Reputation: 8096
I would like to add a compressed index to the Oracle Applications workflow table hr.pqh_ss_transaction_history
in order to access specific types of workflows (process_name
) and workflows for specific people (selected_person_id
).
There are lots of repeating values in process_name
although the data is skewed. I would however want to access the TFG_HR_NEW_HIRE_PLACE_JSP_PRC
and TFG_HR_TERMINATION_JSP_PRC
process types.
"PROCESS_NAME","CNT"
"HR_GENERIC_APPROVAL_PRC",40347
"HR_PERSONAL_INFO_JSP_PRC",39284
"TFG_HR_NEW_HIRE_PLACE_JSP_PRC",18117
"TFG_HREMPSTS_TERMS_CHG_JSP_PRC",14076
"TFG_HR_TERMINATION_JSP_PRC",8764
"HR_ADV_INDIVIDUAL_COMP_PRC",4907
"TFG_HR_SIT_NOAPP",3979
"TFG_YE_TAX_PROV",2663
"HR_TERMINATION_JSP_PRC",1310
"HR_CHANGE_PAY_JSP_PRC",953
"TFG_HR_SIT_EXIT_JSP_PRC",797
"HR_SIT_JSP_PRC",630
"HR_QUALIFICATION_JSP_PRC",282
"HR_CAED_JSP_PRC",250
"TFG_HR_EMP_TERM_JSP_PRC",211
"PER_DOR_JSP_PRC",174
"HR_AWARD_JSP_PRC",101
"TFG_HR_SIT_REP_MOT",32
"TFG_HR_SIT_NEWPOS_NIB_JSP_PRC",30
"TFG_HR_SIT_NEWPOS_INBU_JSP_PRC",28
"HR_NEW_HIRE_PLACE_JSP_PRC",22
"HR_NEWHIRE_JSP_PRC",6
selected_person_id would obviously be more selective. Unfortunately there are 3774 nulls for this column and the highest count after that is 73 for one person. A lot of people would only have 1 row. The total row count is 136963.
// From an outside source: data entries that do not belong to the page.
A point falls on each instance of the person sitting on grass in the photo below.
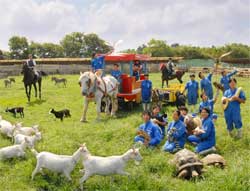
(184, 112)
(176, 134)
(148, 133)
(159, 119)
(204, 137)
(146, 93)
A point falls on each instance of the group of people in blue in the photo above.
(203, 138)
(176, 133)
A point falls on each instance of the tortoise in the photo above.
(188, 164)
(214, 159)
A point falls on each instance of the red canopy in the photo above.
(125, 57)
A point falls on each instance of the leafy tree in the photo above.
(73, 44)
(94, 44)
(130, 51)
(18, 47)
(158, 48)
(139, 50)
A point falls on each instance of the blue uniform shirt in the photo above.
(234, 105)
(225, 80)
(117, 74)
(180, 133)
(146, 89)
(97, 63)
(209, 104)
(192, 91)
(209, 135)
(153, 131)
(206, 85)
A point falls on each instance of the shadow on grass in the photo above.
(36, 102)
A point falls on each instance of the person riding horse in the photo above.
(31, 64)
(170, 66)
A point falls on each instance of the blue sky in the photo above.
(190, 22)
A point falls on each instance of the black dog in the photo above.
(60, 114)
(180, 99)
(16, 110)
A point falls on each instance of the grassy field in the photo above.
(112, 137)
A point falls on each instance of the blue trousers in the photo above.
(202, 144)
(192, 99)
(233, 118)
(169, 147)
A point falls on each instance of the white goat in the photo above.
(107, 165)
(25, 130)
(14, 150)
(6, 127)
(19, 138)
(57, 163)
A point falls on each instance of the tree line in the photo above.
(78, 44)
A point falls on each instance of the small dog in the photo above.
(60, 114)
(16, 110)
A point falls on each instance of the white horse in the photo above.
(94, 88)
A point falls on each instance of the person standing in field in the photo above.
(192, 88)
(206, 84)
(232, 112)
(97, 63)
(146, 93)
(148, 133)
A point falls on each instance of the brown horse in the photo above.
(166, 76)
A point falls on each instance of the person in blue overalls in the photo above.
(192, 88)
(97, 63)
(232, 112)
(176, 134)
(206, 84)
(116, 73)
(209, 103)
(146, 93)
(159, 119)
(184, 112)
(224, 81)
(32, 65)
(204, 137)
(150, 129)
(136, 69)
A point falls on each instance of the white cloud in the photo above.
(212, 22)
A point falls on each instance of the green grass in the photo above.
(112, 137)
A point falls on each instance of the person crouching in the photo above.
(148, 133)
(204, 137)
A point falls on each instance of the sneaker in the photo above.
(239, 134)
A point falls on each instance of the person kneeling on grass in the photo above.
(159, 119)
(176, 134)
(148, 133)
(204, 137)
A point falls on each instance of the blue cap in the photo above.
(215, 116)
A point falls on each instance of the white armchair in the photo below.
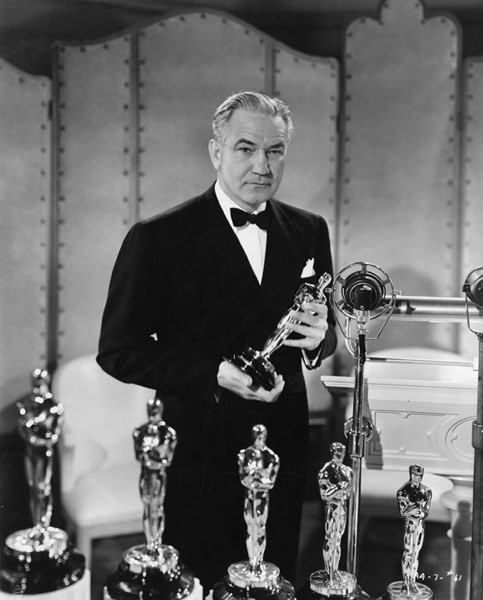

My query would be in this format:
select psth.item_key,
psth.creation_date,
psth.last_update_date
from hr.pqh_ss_transaction_history psth
where nvl(psth.selected_person_id, :p_person_id) = :p_person_id
and psth.process_name = 'HR_TERMINATION_JSP_PRC'
order by psth.last_update_date
I am on Oracle 12c release 1.
I assume it would be a good idea to put a non-compressed b-tree index on selected_person_id
since the values returned would fall in the less than 5% of the total rows scenario, but how do you handle the nulls in the column which would not go into the index when you select using nvl(psth.selected_person_id, :p_person_id) = :p_person_id
? Is there a more efficient way to write the sql and how should you create this index?
For process_name
I would like to use a compressed b-tree index. I am assuming that the statement is
CREATE INDEX idxname ON pqh_ss_transaction_history(process_name) COMPRESS
where there would be an implicit second column for rowid
. Is it safe for it to use rowid here, since normally it is not advised to use rowid? Is the skewed data an issue (most of the time I would be selecting on the high volume side)? I don't understand how compressed indexes would be efficient. For b-tree indexes you would normally want to return 5% of the data, otherwise a full table scan is actually more efficient. How does the compressed index return so many rowids
and then do lookup into the full table using those rowids
, faster than a full table scan?
Or since the optimizer will only be able to use one of the two indexes should I rather create an uncompressed function based index with selected_person_id
and process_name
concatenated?
Upvotes: 0
Views: 513
Reputation: 132580
Perhaps you could create this index:
CREATE INDEX idxname ON pqh_ss_transaction_history
(process_name, NVL(selected_person_id,-1)) COMPRESS 1
Then change your query to:
select psth.item_key,
psth.creation_date,
psth.last_update_date
from hr.pqh_ss_transaction_history psth
where nvl(psth.selected_person_id, -1) in (:p_person_id,-1)
and psth.process_name = 'HR_TERMINATION_JSP_PRC'
order by psth.last_update_date
Upvotes: 2